If we take a survey of Doonesbury at present -- young lovers we all cheer for through scenarios that smack of the absurdity of everyday life, young doofuses dropping head-first into a civil war, the hard voice of experience working again and again to bring his buddies home from the battlefield, and (a guilty pleasure of mine) Duke and Son living it up all wrong -- I think we're looking at a high watermark for the strip. A whole lot's going on, and it's all fantastic. Keep up the good work, good Sir.
Good for Toggle, to educate others on the real value of an education. Like many, many others I juggled my other adult responsibilities to be able to attend classes, and I did not like weather forced cancellations. That would disrupt my schedules. Good going, Toggle!
Today's strip about college class time being precious was superlative. Thank you.
So Ray's in the Hurt Locker. I hope B.D. eventually takes him over to the Vet Center to meet Elias.
Oh Ray, get thee to a Vet Center! It's so nice to see B.D. being there for him though. First Mel, now Ray -- he's really developing, sans helmet and leg.
It is great to see B.D. being there for Ray. GBT has succeeded here the way Norman Lear and Carroll O'Connor succeeded with Archie Bunker -- and beyond. I'm totally progressive, but I love B.D.
Love the series on Ray and his "addiction." Trust GBT to deal with a real issue that we all try to ignore. These warriors go and put themselves in a high-stress violent situation year after year and we're surprised that they can't just plug right back in to civilian life? We owe them big time, including help on this.
It seems Ray's five tours of duty have taken their emotional toll on him and he's not adapting well to being back. He needs some readjustment help, as with so many real soldiers who have seen too much conflict and spent too many tense moments feeling targeted.
A guy going back for his sixth tour attacks a guy who squinted at him. This isn't going to be fun.
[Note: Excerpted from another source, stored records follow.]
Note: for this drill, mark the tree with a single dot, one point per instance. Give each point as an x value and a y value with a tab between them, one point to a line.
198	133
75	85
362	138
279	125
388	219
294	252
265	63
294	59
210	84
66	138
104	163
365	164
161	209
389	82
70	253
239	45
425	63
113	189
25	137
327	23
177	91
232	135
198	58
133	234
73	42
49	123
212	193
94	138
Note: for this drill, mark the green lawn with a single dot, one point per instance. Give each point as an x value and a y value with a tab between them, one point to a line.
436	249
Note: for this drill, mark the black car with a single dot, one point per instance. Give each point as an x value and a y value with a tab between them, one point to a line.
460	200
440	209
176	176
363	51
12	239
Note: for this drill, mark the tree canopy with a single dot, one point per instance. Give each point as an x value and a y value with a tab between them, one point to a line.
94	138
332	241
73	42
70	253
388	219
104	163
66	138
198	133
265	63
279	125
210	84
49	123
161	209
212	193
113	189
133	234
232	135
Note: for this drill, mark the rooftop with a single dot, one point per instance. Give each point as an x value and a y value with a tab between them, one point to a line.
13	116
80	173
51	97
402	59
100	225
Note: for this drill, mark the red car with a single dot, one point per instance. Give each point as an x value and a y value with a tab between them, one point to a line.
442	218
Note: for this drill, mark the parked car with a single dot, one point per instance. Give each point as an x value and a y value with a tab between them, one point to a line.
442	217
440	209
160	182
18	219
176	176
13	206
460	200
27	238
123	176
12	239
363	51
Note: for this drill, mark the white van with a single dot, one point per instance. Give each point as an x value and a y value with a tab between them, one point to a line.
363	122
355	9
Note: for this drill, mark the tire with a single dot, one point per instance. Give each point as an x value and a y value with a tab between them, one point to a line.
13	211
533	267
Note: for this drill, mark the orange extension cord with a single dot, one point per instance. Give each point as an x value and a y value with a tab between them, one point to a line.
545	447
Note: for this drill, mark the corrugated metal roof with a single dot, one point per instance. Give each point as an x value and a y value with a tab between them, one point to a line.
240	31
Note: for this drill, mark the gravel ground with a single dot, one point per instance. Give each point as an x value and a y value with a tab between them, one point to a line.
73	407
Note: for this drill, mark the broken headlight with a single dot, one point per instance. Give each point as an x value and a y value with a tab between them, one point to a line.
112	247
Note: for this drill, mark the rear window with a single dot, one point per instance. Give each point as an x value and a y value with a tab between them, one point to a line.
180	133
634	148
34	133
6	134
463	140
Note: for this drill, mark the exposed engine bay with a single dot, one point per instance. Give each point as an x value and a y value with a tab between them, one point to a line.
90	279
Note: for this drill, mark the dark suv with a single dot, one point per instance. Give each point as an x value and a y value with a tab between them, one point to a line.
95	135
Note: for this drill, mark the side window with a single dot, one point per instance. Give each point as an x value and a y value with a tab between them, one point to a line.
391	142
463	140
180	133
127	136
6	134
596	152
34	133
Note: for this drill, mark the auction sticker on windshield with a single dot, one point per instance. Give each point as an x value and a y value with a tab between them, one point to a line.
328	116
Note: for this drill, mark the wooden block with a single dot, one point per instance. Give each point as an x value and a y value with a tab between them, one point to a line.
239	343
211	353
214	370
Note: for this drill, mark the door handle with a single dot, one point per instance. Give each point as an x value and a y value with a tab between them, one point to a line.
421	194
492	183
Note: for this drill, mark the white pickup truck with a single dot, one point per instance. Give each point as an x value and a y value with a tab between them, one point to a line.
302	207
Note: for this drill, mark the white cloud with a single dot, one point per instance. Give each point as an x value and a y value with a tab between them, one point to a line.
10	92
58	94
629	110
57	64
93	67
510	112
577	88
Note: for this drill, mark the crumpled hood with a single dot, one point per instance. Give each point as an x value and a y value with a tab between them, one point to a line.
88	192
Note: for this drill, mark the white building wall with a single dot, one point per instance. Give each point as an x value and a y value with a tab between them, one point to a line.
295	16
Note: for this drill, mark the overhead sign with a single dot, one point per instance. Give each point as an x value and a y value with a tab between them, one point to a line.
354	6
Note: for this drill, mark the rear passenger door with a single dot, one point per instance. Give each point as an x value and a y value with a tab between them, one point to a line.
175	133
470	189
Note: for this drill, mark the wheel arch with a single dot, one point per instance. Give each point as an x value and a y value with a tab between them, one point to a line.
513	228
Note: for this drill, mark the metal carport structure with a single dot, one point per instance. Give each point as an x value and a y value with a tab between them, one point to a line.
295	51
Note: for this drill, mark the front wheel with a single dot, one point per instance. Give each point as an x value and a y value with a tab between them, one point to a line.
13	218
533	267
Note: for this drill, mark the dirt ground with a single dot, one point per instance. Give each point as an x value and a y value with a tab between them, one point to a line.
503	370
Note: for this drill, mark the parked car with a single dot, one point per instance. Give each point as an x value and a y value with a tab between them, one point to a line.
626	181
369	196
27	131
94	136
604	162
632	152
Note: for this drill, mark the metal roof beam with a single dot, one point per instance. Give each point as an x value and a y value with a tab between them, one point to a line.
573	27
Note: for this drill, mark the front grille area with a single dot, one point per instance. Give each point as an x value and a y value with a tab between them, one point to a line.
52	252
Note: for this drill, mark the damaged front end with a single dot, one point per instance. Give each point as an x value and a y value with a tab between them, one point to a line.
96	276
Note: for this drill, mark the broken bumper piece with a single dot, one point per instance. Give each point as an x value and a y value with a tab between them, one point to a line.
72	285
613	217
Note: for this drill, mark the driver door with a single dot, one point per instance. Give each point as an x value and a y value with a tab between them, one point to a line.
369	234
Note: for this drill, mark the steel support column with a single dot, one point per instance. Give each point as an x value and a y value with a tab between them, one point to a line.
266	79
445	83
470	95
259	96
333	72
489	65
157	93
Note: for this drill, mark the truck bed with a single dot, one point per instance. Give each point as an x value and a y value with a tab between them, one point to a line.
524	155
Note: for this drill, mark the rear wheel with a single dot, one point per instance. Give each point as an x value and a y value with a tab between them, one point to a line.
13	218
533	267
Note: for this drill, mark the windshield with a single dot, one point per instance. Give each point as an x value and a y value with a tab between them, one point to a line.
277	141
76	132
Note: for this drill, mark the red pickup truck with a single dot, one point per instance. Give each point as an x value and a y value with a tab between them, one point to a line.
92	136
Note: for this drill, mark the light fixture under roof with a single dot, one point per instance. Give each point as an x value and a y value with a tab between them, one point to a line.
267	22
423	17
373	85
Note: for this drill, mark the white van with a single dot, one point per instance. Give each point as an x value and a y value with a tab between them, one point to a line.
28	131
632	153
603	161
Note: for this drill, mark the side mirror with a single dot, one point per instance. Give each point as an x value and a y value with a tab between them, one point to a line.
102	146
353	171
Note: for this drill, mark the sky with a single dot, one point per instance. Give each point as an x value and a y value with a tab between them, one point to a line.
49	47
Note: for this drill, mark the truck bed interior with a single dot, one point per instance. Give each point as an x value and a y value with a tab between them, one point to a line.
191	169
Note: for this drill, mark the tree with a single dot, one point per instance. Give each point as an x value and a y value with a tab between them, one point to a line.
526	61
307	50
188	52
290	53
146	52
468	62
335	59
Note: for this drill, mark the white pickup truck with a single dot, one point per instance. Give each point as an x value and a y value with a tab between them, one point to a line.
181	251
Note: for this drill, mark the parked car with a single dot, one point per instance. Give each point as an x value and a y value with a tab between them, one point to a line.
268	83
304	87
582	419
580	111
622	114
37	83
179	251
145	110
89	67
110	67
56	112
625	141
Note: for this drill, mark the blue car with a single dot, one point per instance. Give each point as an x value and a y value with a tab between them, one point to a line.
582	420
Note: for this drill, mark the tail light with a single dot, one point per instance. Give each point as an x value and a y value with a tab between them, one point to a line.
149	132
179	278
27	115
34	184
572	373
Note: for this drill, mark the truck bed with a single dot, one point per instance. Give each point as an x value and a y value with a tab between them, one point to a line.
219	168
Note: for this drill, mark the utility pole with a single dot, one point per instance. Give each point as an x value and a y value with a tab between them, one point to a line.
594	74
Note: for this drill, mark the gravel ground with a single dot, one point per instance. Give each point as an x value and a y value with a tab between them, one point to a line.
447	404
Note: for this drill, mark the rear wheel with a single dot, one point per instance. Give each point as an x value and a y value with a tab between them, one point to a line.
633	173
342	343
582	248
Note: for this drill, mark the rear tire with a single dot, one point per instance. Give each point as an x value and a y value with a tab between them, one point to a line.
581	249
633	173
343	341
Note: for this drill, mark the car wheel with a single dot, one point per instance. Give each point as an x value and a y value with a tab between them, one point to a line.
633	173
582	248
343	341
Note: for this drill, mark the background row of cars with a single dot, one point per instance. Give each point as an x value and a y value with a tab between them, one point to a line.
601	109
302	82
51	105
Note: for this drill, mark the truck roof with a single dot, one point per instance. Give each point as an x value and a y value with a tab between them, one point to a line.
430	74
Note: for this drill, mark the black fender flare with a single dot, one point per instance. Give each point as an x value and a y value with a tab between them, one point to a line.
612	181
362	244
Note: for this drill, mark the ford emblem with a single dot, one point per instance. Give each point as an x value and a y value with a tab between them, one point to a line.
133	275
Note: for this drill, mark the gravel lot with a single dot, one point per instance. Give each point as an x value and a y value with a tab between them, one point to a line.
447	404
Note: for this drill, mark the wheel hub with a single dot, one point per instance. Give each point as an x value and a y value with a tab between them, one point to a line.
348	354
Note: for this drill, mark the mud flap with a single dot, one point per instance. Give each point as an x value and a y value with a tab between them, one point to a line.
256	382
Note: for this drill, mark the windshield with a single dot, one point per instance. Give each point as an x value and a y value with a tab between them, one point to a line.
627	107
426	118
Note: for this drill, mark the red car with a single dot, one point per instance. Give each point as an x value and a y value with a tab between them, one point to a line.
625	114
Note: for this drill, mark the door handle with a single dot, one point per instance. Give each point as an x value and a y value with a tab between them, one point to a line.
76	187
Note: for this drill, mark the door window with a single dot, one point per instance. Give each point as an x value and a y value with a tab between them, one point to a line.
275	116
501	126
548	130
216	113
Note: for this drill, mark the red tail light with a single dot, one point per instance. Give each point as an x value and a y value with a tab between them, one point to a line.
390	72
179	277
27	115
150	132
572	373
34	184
I've read every single posting to The Sandbox since its inception in October 2006 (thanks for this invaluable education!) and that is the only reason I understand B.D.'s willingness to leave Boopsie in the middle of ...the night, just to grab a beer with Ray. There's nothing like Doonesbury to give you a perspective on other lives.
I'm worried for Ray. My first thought wasn't that the other guy must have deserved it, I thought it was time to get Ray some help because he's been on too many tours. Thank goodness B.D. is there for him. Watching B.D. get Ray to see he has a mental health problem that cannot be ignored would resonate with so many families...
Today's strip is hilarious. That is so like the compartmentalized brain of a guy. Thanks!
Saved by his own hubris? A guy as cool, calm and collected as Ray would only lose it in a bar because of one thing -- a brash, mouthy contractor-type, someone whose braggadocio would extend to putting down regular grunts like Ray's brothers-in-arms. Someone just like Jeff!! Perhaps this is how the Red Rascal will be saved from a fate worse than death in Berzerkistan.
I grew up next to Fort Drum, back when it was Camp Drum, and remember well when the Tenth Mountain Division was permanently stationed there. My favorite conversation with the guys went like this: Me: "Where are you from?" Him: "Texas." (or South Carolina, or Missouri...) Me: "So how do you like the snow?" (This in November) Him: "I love it!" Me, smiling: "We'll talk again in March." That region averages ten feet of snow a year. I'll also note that the locals love the folks from Drum. It's a good fit. And I wish Ray luck getting up there this time of year. The snow belt is an evil stretch between Watertown and Syracuse, and you couldn't pay me to fly there in the winter.
Thank you for pointing out the not-so-subliminal self-promotion of network news in general, and NBC in particular. I took a stop watch and a DVR and calculated the actual information time in a typical Nightly News broadcast. Out of 21 minutes of programming, 10 conveyed actual, new information.
Bless you for doing a number on Brian Williams' cliche addiction. Doesn't the Betty Ford Clinic have a wing for that sort of thing? I came close to emailing him in December to suggest a New Year's resolution to abstain from "our very own" for a year.